Don’t get me wrong: doctrine is vitally important! But it is not God; it is a clear signpost on the way to union with God. Without knowing what I was doing, I had made an idol of the Catholic institution. I can recall in my early years as a Catholic, making a point to emphasize in conversation with secular people that I was a Catholic Christian — implying that I was not one of those unintellectual Evangelicals. See what I mean by intellectual pride? Spiritual pride too. I’m ashamed of myself for ever thinking that way about the faith. Again, that was my fault, not Catholicism’s fault. I’ve met some Evangelicals over the years who are prideful about Evangelicalism in the same way I was about Catholicism. This is a chronic condition in young male intellectuals, especially converts. It set me up for a big fall — but God brought good out of it. I am so very grateful to be Orthodox. I was proud to be Catholic, and that was a fatal flaw.

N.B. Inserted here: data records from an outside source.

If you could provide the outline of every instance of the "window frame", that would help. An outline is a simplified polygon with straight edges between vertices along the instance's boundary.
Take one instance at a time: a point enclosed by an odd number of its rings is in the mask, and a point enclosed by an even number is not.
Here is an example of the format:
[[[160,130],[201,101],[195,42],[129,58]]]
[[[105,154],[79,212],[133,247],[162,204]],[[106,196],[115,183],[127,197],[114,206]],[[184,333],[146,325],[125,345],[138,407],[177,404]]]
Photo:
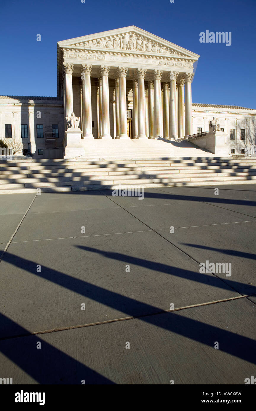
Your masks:
[[[54,132],[54,130],[58,130],[58,136],[56,136],[56,132],[55,131]],[[52,136],[54,136],[54,134],[55,135],[55,139],[58,139],[59,138],[59,125],[58,124],[52,124],[51,125],[51,133],[52,134]]]
[[[242,133],[242,132],[243,132]],[[242,139],[242,136],[243,134],[243,138]],[[245,130],[244,129],[240,129],[240,139],[244,141],[245,140]]]
[[[22,126],[23,126],[23,128],[22,128]],[[24,127],[26,126],[26,128]],[[27,135],[26,136],[24,136],[23,137],[22,136],[22,131],[24,132],[24,134],[26,134],[25,132],[25,130],[27,130]],[[21,124],[21,136],[22,139],[28,139],[28,127],[27,124]]]
[[[10,127],[8,127],[8,126],[10,126]],[[8,134],[8,133],[6,133],[7,130],[11,130],[11,135],[8,136],[7,134]],[[6,139],[12,139],[12,124],[5,124],[5,136]]]
[[[231,130],[234,130],[233,133],[231,133]],[[231,137],[231,134],[234,136],[233,137]],[[235,129],[230,129],[230,140],[235,140]]]
[[[41,127],[42,126],[42,127]],[[42,133],[41,133],[42,130]],[[38,131],[40,131],[40,136],[38,136]],[[42,134],[42,136],[41,136],[41,134]],[[43,139],[44,138],[44,125],[43,124],[37,124],[37,139]]]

In talks, I sometimes warn Christians — Orthodox, Catholic, and Protestant — not to be like I once was. Don’t ever take your faith for granted. Don’t ever think that just because you assent to doctrine that your faith is built on a solid rock. I used to think that I would be able and willing to die as a martyr to the Catholic faith, but when I was put to the test by the bishops and priests of the Catholic Church, I failed. I was prepared to die as a Catholic, but it turned out that I couldn’t live as one. By the grace of God, I won’t make those same mistakes as an Orthodox Christian.

I’ll stop here. I’m eager to read other people’s answers to Chrisac’s questions. Please be kind to each other.

UPDATE: It occurs to me that on the “emotional” versus “intellectual” distinction, it would have made as much sense to ask a man gripping the handle of a cast iron skillet over a hot flame how he reasoned himself into letting go.